After a moment of not-silence—of the breeze gently rattling the rain-warped windowframe, of Den barking, of the soft scrape of metal downstairs—Ed draws an unsteady breath and shifts. Then he peels off the shirt, and Al follows the line of his brother’s revealed skin upward, waiting for the latticework of welts and half-healed gashes to stop.

But it doesn’t stop. They deepen, and they intertwine, and they savage his brother’s shoulder-blades.

“No,” Al says, so long too late. “No, no, no. This—this shouldn’t have—I should have been there—”

“It’s not your responsibility to look after me,” Ed says.

Al curls his hands into fists so tight they ache. “Yes, it is! It always has been! You fought when I couldn’t; when you were tired, I carried you; when I fell apart, you literally put me back together. We put our _lives_ on the line for each other. We always have. We’re not—we’re not just brothers, Ed. We both put our hearts and our minds and our blood into trying to bring Mom back, and we went places I never could have imagined to set each other right—even before that. We studied under Teacher as a unit. We’re not Edward and Alphonse; we’re the _Elrics_. I’m just a half without you, Brother. We did it all _together_. We only _could_ do those things, do any of those things, because it was the two of us.
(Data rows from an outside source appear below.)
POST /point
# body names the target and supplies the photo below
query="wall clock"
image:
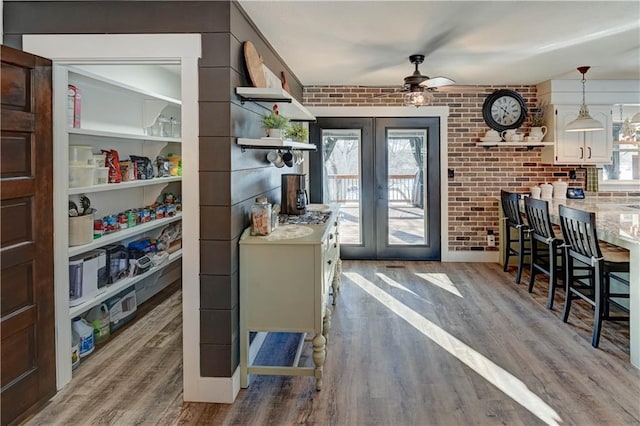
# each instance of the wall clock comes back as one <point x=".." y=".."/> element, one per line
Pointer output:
<point x="504" y="109"/>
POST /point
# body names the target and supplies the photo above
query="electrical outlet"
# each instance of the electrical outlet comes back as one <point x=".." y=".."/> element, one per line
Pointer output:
<point x="491" y="239"/>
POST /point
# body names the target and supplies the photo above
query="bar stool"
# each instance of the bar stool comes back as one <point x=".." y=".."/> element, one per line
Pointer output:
<point x="582" y="245"/>
<point x="513" y="220"/>
<point x="546" y="245"/>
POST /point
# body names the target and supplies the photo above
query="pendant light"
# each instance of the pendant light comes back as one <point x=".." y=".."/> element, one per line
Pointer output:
<point x="584" y="122"/>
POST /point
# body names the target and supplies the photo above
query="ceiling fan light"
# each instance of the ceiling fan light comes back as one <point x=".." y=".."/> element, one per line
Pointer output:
<point x="584" y="122"/>
<point x="417" y="98"/>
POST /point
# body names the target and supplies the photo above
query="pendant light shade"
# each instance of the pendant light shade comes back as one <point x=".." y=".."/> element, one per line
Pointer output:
<point x="584" y="122"/>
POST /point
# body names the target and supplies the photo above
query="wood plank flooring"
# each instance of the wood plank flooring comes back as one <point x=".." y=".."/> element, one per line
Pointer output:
<point x="411" y="343"/>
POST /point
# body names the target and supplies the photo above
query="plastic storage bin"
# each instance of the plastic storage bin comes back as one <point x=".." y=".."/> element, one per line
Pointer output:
<point x="80" y="155"/>
<point x="80" y="230"/>
<point x="80" y="176"/>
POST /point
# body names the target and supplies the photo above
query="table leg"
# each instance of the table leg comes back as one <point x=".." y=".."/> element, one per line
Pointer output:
<point x="326" y="324"/>
<point x="319" y="355"/>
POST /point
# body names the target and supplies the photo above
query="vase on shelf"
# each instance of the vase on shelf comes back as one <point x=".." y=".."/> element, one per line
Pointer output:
<point x="274" y="133"/>
<point x="538" y="132"/>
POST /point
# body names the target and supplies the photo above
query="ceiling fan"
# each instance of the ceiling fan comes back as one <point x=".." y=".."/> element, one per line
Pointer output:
<point x="418" y="86"/>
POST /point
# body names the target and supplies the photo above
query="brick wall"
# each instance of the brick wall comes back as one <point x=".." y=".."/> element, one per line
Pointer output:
<point x="479" y="173"/>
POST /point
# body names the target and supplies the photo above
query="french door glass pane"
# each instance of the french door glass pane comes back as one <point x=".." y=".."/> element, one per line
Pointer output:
<point x="341" y="184"/>
<point x="406" y="186"/>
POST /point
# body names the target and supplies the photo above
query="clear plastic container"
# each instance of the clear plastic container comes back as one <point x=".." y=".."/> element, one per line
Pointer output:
<point x="261" y="217"/>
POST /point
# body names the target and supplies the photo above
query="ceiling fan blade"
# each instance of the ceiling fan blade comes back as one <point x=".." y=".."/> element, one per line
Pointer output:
<point x="438" y="82"/>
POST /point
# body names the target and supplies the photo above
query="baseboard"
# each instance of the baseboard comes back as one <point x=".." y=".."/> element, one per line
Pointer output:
<point x="470" y="256"/>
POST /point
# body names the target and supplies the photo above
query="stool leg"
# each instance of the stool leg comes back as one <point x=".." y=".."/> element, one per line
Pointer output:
<point x="507" y="247"/>
<point x="553" y="276"/>
<point x="568" y="261"/>
<point x="598" y="311"/>
<point x="520" y="255"/>
<point x="534" y="256"/>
Because we looked after each other.”

“Past tense,” Ed says quietly. “It’s not your fault, Al. It was time to split up and be our own people. I’m just the kind of person who gets his ass kicked, apparently.” He shrugs, both shoulders even now, and the web of wounds shivers as his muscles move. “You don’t have to try to justify the facts, Alphonse. It’s fine. We both saw it, so we both did what had to be done. We just don’t… need each other anymore.”

Al isn’t—he _isn’t_ —the blanket crinkles; his knuckles blanch— _he isn’t going to_ —

“Hey,” Ed says, gentle in surprise. “Hey, come on. That’s—I mean, that’s okay. It means we’ve grown up.”
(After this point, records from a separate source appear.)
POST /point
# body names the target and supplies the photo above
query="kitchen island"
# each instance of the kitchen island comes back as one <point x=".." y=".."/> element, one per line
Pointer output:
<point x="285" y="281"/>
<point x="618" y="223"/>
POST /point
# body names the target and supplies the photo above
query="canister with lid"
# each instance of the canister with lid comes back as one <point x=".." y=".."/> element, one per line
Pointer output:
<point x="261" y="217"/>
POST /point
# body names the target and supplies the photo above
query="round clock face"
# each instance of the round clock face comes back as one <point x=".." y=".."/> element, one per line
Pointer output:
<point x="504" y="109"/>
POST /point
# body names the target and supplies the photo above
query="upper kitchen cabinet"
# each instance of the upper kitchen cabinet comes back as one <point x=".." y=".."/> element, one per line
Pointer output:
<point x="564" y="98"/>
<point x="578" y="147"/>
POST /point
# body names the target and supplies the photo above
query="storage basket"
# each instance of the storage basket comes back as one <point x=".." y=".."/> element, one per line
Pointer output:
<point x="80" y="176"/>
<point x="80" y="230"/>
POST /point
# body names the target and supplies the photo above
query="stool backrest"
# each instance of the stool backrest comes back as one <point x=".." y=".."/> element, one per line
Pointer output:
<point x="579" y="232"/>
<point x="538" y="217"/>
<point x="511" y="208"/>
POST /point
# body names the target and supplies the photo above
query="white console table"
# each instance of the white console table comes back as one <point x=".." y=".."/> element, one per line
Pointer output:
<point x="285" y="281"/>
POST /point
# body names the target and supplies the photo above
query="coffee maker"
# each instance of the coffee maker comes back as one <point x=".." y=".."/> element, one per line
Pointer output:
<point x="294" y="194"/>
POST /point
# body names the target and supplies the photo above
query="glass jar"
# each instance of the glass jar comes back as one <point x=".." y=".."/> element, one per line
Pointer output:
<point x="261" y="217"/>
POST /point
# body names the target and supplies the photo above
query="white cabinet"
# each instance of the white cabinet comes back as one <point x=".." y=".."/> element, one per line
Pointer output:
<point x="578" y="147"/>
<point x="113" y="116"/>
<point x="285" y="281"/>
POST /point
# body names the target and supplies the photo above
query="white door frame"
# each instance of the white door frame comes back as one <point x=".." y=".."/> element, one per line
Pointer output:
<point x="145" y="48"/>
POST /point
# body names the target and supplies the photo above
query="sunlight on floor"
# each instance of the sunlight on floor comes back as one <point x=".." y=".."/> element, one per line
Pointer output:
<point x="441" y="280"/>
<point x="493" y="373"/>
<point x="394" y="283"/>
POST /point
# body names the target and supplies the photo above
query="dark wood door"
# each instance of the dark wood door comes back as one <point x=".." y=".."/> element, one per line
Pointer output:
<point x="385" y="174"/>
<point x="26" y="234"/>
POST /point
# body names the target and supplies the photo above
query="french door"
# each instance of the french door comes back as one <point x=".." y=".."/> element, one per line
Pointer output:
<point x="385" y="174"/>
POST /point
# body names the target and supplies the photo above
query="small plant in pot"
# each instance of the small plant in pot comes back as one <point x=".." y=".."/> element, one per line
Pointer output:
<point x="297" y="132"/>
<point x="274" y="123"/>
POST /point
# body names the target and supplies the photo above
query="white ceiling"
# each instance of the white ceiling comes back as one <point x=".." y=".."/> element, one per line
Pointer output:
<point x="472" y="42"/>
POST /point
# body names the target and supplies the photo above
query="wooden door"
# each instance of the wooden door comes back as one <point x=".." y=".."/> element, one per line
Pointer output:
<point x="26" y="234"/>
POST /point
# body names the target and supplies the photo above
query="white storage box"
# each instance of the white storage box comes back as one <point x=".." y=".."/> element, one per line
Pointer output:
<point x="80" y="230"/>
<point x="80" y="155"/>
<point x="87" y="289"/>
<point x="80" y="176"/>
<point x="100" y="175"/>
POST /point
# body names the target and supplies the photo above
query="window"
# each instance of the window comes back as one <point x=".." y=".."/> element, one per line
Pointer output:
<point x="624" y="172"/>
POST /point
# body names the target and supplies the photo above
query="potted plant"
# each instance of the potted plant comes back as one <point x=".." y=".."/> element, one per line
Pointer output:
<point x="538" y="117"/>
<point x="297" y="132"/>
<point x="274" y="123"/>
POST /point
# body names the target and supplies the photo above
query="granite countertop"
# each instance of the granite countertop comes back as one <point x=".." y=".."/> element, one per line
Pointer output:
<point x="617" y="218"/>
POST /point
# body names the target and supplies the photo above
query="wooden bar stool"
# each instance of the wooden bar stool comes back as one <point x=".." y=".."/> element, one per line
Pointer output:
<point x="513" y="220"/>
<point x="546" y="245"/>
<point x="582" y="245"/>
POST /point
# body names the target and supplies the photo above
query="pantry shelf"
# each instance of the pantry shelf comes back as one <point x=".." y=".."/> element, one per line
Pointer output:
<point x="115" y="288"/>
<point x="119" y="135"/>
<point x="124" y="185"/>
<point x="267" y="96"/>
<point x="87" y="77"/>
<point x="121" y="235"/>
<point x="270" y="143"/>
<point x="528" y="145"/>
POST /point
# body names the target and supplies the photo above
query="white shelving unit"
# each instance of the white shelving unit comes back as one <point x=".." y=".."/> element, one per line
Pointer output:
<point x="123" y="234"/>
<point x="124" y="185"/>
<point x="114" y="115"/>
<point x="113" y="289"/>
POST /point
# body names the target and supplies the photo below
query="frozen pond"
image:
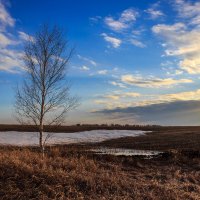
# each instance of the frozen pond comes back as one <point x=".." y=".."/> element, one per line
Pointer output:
<point x="125" y="152"/>
<point x="31" y="138"/>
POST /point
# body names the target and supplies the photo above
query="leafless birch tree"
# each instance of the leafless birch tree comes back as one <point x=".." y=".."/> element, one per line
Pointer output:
<point x="44" y="97"/>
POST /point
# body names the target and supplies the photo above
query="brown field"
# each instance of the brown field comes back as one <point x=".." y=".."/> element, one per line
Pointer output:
<point x="70" y="172"/>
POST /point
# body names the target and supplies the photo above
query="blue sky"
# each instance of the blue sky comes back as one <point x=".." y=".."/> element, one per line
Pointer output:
<point x="135" y="61"/>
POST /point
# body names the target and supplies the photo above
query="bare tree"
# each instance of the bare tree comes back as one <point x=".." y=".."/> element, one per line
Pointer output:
<point x="44" y="98"/>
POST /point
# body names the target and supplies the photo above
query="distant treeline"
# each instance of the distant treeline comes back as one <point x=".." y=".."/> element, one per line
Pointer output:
<point x="88" y="127"/>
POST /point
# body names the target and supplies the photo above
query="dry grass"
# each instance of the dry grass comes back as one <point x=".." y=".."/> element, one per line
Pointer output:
<point x="66" y="173"/>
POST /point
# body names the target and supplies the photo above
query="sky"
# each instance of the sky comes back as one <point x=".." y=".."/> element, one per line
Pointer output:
<point x="135" y="62"/>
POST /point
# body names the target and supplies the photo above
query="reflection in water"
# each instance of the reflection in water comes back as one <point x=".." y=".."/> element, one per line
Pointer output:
<point x="31" y="138"/>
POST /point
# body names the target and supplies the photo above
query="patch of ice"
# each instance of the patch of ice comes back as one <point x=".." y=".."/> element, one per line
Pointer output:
<point x="125" y="152"/>
<point x="31" y="138"/>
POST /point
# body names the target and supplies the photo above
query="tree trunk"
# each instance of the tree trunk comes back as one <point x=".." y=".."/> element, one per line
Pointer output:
<point x="41" y="140"/>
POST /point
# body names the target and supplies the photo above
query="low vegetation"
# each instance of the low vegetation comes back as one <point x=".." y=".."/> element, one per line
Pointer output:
<point x="70" y="172"/>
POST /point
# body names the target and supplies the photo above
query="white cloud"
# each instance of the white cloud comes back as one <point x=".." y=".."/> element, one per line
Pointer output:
<point x="154" y="14"/>
<point x="85" y="68"/>
<point x="137" y="43"/>
<point x="10" y="53"/>
<point x="121" y="85"/>
<point x="189" y="10"/>
<point x="102" y="72"/>
<point x="5" y="18"/>
<point x="24" y="36"/>
<point x="125" y="20"/>
<point x="115" y="42"/>
<point x="182" y="43"/>
<point x="152" y="83"/>
<point x="122" y="95"/>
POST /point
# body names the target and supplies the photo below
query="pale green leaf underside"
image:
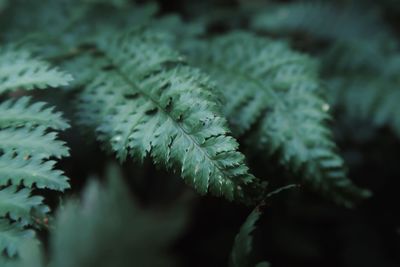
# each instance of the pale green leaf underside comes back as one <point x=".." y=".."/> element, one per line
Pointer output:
<point x="274" y="93"/>
<point x="18" y="70"/>
<point x="21" y="113"/>
<point x="150" y="103"/>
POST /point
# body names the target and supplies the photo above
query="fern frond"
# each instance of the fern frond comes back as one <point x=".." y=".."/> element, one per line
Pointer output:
<point x="31" y="172"/>
<point x="150" y="103"/>
<point x="17" y="113"/>
<point x="32" y="142"/>
<point x="20" y="205"/>
<point x="18" y="70"/>
<point x="275" y="92"/>
<point x="100" y="216"/>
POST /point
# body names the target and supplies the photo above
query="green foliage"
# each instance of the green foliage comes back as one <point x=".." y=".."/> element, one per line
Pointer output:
<point x="149" y="102"/>
<point x="100" y="216"/>
<point x="244" y="242"/>
<point x="251" y="96"/>
<point x="19" y="71"/>
<point x="275" y="94"/>
<point x="26" y="147"/>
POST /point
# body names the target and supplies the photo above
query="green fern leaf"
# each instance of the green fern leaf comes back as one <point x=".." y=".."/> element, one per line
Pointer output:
<point x="13" y="236"/>
<point x="100" y="216"/>
<point x="32" y="142"/>
<point x="18" y="70"/>
<point x="274" y="93"/>
<point x="149" y="102"/>
<point x="31" y="172"/>
<point x="20" y="113"/>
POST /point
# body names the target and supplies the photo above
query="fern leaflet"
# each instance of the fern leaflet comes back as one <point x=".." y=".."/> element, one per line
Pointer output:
<point x="274" y="94"/>
<point x="149" y="102"/>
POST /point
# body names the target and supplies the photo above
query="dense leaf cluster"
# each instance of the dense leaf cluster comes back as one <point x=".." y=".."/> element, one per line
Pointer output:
<point x="199" y="103"/>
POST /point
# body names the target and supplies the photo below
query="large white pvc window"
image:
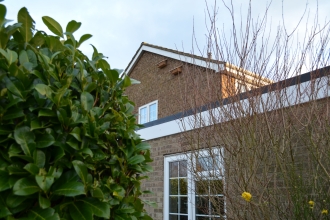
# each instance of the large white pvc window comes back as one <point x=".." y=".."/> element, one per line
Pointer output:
<point x="193" y="186"/>
<point x="148" y="112"/>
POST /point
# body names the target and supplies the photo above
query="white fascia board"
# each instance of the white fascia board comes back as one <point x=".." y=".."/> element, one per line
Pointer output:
<point x="187" y="59"/>
<point x="292" y="95"/>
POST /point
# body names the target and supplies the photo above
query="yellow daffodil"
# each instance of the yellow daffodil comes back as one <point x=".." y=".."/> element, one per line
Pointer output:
<point x="247" y="196"/>
<point x="324" y="212"/>
<point x="311" y="204"/>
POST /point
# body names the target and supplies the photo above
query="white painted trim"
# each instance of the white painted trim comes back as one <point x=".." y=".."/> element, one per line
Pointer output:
<point x="187" y="59"/>
<point x="292" y="95"/>
<point x="190" y="180"/>
<point x="147" y="106"/>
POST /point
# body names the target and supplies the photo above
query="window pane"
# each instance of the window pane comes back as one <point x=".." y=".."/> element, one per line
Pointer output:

“I don’t _want_ to grow up!” Al screams, twisting the sheet between his hands. “We already did! We stopped being children the minute Mom died, and then we just kept growing up, over and over again, looking the worst parts of the world in the face! It wasn’t just Mom, Ed; it was the rehabilitation after your automail, and the military, and then Nina, and General Hughes, and Laboratory Five, and Briggs, and the Homunculi, and _Dad_! The only reason we got through all of that is because each of us was the only thing the other had, but that was _enough_! We gave up everything else! No one is _ever_ going to tell me, after what I’ve seen, that to be an adult, I have to sacrifice _you_ , too!”

Ed rubs the heel of his left hand at his eye. “It’s not like that.”

Al gets a fistful of his brother’s hair and pulls. “Yes, it is!”

Ed tries to bat his hand away. “Quit it, Al. It’s fine.”

“I’m not letting go of you,” Al says. “Not ever. Not ever again.”

Ed tries to pry his fingers loose. “Come on, Al. We’re—we’re supposed to have lives. Have futures.”

Al tightens his grip and tugs harder. “Why can’t we just have one between the two of us?” Ed grabs his wrist, but he holds on. “ _Why not_?”

Ed’s hand clenches. Then it drops to the blanket, and Ed draws it into his lap, looking at the path of wrinkles in the wool.

“Because you’re supposed to go out and meet people,” Ed says. “Learn things. See stuff. Fall in love.”

“I told you,” Al says. “You’re the only person I’ve ever needed. And you’re damn well the only one I’ve ever wanted, too.”

Ed lowers his head and runs a hand over his face. “You don’t know what I—”

“No one knows you better than I do,” Al says.

“That’s not true,” Ed whispers.

Al drags him into a hug—carefully, carefully, mindful of the wounds, needing the warmth. “I love you, Brother.”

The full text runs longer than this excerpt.